От дверей клуба по тротуару тянулась длинная очередь желающих записаться в красную гвардию. Это пришли рабочие с лесных складов, с прохоровской фабрики, с сахарного и котельного заводов. Среди черных засаленных курток рабочих в очереди резко выделялись синие новенькие шинели трамвайных кондукторов, которые тоже записывались в гвардию. Около дверей на тротуаре и даже на мостовой уже стояла большая толпа женщин и пожилых рабочих, пришедших сюда поглядеть, как «наши пойдут воевать». Смеялись, перебрасывались веселыми шутками, грызли семечки, и все было спокойны и беззлобны, как дети, для которых порой самая смерть — забава.

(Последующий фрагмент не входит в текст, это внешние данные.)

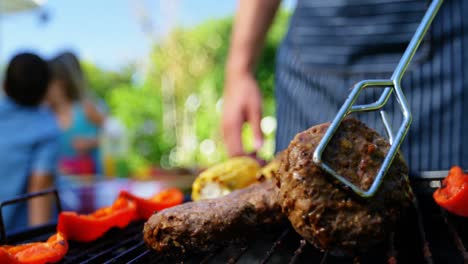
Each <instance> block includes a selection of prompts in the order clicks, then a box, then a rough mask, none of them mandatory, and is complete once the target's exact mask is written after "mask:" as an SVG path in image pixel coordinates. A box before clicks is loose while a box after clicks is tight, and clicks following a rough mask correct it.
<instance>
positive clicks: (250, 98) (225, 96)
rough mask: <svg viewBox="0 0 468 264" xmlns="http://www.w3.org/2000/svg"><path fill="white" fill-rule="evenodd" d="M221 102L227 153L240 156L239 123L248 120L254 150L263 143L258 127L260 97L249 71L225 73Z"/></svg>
mask: <svg viewBox="0 0 468 264" xmlns="http://www.w3.org/2000/svg"><path fill="white" fill-rule="evenodd" d="M228 75H230V76H227V78H226V83H225V89H224V99H223V100H224V102H223V122H222V130H223V136H224V142H225V144H226V147H227V151H228V154H229V155H230V156H238V155H243V154H245V153H244V148H243V145H242V126H243V125H244V123H245V122H248V123H249V124H250V126H251V128H252V132H253V135H254V144H255V148H256V150H258V148H260V147H261V146H262V144H263V134H262V130H261V129H260V119H261V116H262V98H261V95H260V89H259V87H258V84H257V81H256V80H255V78H254V77H253V76H252V74H251V73H249V72H246V73H243V74H228Z"/></svg>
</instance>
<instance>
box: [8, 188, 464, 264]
mask: <svg viewBox="0 0 468 264" xmlns="http://www.w3.org/2000/svg"><path fill="white" fill-rule="evenodd" d="M412 185H413V190H414V192H415V194H416V196H415V197H416V198H415V202H414V208H412V209H411V210H409V211H408V212H407V214H406V215H405V216H404V217H402V221H401V223H399V226H398V228H397V230H396V232H395V233H394V234H392V235H391V236H390V239H389V241H388V242H387V243H385V244H383V245H380V246H378V247H376V248H375V249H374V250H372V251H371V252H369V253H367V254H363V255H360V256H356V257H354V258H350V257H337V256H333V255H332V254H329V253H328V252H320V251H319V250H317V249H315V248H314V247H313V246H311V245H310V244H309V243H307V242H306V241H305V240H303V239H302V238H301V237H300V236H299V235H297V234H296V232H294V230H293V229H292V228H291V227H286V228H282V229H281V228H276V229H269V230H267V231H264V232H262V233H259V234H258V235H257V236H256V237H255V239H249V240H248V241H245V242H236V243H231V244H228V245H226V246H225V247H222V248H220V249H218V250H216V251H213V252H210V253H208V254H205V255H190V256H186V259H183V260H173V259H164V258H162V257H160V256H158V255H157V254H156V253H154V252H153V251H151V250H148V249H147V248H146V246H145V245H144V243H143V240H142V229H143V228H142V226H143V222H135V223H132V224H130V225H129V226H128V227H127V228H125V229H112V230H110V231H109V232H108V233H107V234H106V235H105V236H104V237H102V238H100V239H98V240H96V241H94V242H92V243H76V242H70V250H69V252H68V254H67V255H66V256H65V258H64V259H63V260H62V262H61V263H133V264H135V263H177V262H181V261H183V263H240V264H242V263H336V264H341V263H361V264H365V263H372V264H374V263H389V264H394V263H399V264H400V263H427V264H432V263H436V264H438V263H454V264H456V263H468V253H467V251H466V248H467V247H468V220H467V219H465V218H462V217H457V216H454V215H452V214H450V213H447V212H446V211H444V210H442V209H440V207H439V206H437V205H436V204H435V203H434V201H433V199H432V191H433V188H431V187H430V186H434V184H433V183H431V181H430V180H413V181H412ZM54 231H55V226H54V225H48V226H43V227H38V228H35V229H30V230H27V231H25V232H22V233H17V234H14V235H12V236H9V237H8V241H9V243H13V244H14V243H22V242H26V241H34V240H35V241H38V240H44V239H45V238H46V237H48V236H49V235H51V234H52V233H53V232H54Z"/></svg>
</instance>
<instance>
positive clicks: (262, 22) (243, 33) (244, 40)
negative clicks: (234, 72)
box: [226, 0, 281, 73]
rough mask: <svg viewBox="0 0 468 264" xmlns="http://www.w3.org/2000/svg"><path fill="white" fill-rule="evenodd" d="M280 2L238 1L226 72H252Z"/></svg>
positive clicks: (232, 32) (277, 8) (276, 0)
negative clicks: (238, 5)
mask: <svg viewBox="0 0 468 264" xmlns="http://www.w3.org/2000/svg"><path fill="white" fill-rule="evenodd" d="M280 2H281V1H280V0H240V1H239V6H238V10H237V13H236V17H235V21H234V26H233V30H232V36H231V46H230V50H229V55H228V61H227V65H226V70H227V71H228V73H229V72H233V71H253V69H254V67H255V63H256V60H257V58H258V56H259V54H260V52H261V50H262V46H263V43H264V40H265V35H266V33H267V32H268V29H269V27H270V25H271V23H272V21H273V18H274V16H275V14H276V11H277V10H278V6H279V4H280Z"/></svg>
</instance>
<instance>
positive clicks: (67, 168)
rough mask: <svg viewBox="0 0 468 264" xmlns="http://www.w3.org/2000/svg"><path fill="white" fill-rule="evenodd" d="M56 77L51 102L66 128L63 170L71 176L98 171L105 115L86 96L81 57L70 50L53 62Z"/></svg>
mask: <svg viewBox="0 0 468 264" xmlns="http://www.w3.org/2000/svg"><path fill="white" fill-rule="evenodd" d="M49 64H50V68H51V71H52V79H51V83H50V89H49V93H48V95H47V102H48V103H49V104H50V106H51V107H52V109H53V110H54V112H55V115H56V117H57V120H58V123H59V126H60V128H61V130H62V135H61V140H60V152H59V160H60V171H61V173H63V174H68V175H82V174H95V173H96V171H97V165H98V162H97V161H98V153H97V151H98V146H99V142H98V134H99V129H100V128H101V126H102V123H103V121H104V116H103V115H102V114H101V113H100V112H99V111H98V109H97V107H96V106H95V105H94V104H93V103H92V102H91V101H90V100H87V99H85V96H84V92H85V88H86V87H85V80H84V76H83V72H82V70H81V67H80V64H79V61H78V59H77V58H76V56H75V55H73V54H72V53H70V52H66V53H62V54H60V55H58V56H57V57H55V58H54V59H52V60H51V61H50V63H49Z"/></svg>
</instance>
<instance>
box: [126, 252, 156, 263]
mask: <svg viewBox="0 0 468 264" xmlns="http://www.w3.org/2000/svg"><path fill="white" fill-rule="evenodd" d="M150 254H151V251H149V250H148V249H147V250H146V251H144V252H143V253H141V254H140V255H138V256H136V257H135V258H134V259H132V260H130V261H129V262H127V264H134V263H141V262H140V261H141V260H143V259H145V258H147V257H148V256H149V255H150Z"/></svg>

Только молодая женщина, с остреньким худым лицом, до самых глаз закрытым черным потрепанным платком, в шубейке с вытертым и побитым молью воротником, кричала, стоя у самой очереди:
— Вернись, Овдонька. Богом прошу, вернись. Гляди-ка, какой гвардеец нашелся. Шут гороховый. Слышишь, Овдонька? Домой иди…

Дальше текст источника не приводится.